Mongodb $in implementation and complexity

Originally posted on StackOverflow, thought I’d try my luck here as well.
Here is our document schema

{
  name: String
}

Here is our query

{
  name: {$in: ["Jack", "Tom"]}
}

I believe even if there isn’t an index on name, the query engine will turn the array in the $in into a hashset and then check for presence as it scans through each record or a COLSCAN. It will never do a naive O(m*n) search, right?

I’m trying to find supporting documentation online but I’ve come up short. I’ve tried searching in the source code but I can’t seem to find the exact section responsible for this either.

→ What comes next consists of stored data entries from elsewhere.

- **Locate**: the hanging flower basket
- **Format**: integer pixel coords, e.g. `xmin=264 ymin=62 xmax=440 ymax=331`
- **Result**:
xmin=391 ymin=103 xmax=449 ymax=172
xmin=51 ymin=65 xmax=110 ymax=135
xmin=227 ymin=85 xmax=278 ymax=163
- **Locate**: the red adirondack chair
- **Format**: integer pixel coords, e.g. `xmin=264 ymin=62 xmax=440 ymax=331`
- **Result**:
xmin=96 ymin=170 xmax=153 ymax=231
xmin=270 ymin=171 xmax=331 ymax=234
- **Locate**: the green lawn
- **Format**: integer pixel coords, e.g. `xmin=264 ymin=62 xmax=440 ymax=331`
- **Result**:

If the index exists I believe that it will use it directly instead and be faster. If I’m not wrong I think it will be O(m*log(n)) as it gets the result set in log(n) time from the b-tree for every element in the $in array and returns the union of them all. Though big Oh wise for large m it seems slower than the O(n) hashset approach, its faster in practice as the disk reads are much more expensive.

Is this line of thinking correct when there is an index?

And if there isn’t an index does it do the COLSCAN with a naive search or will it use a hashset to fasten the process.

If there is no index on the queried field there will be a collection scan which is a slow O(n) if the collection is not in RAM. The O(n^2) complexity is for the most naive sort, not for a search, You might mean O(mn) where m is the size of the $in array and n the size of the collection.

Yes, thanks, I mean the O(mn) is the naive search, you can convert the array into a hashmap/hashset and then check if it’s present in the hashmap or not as it performs the COLSCAN which will be O(n).
Does it do this though when there is no index? Updated my question to clarify.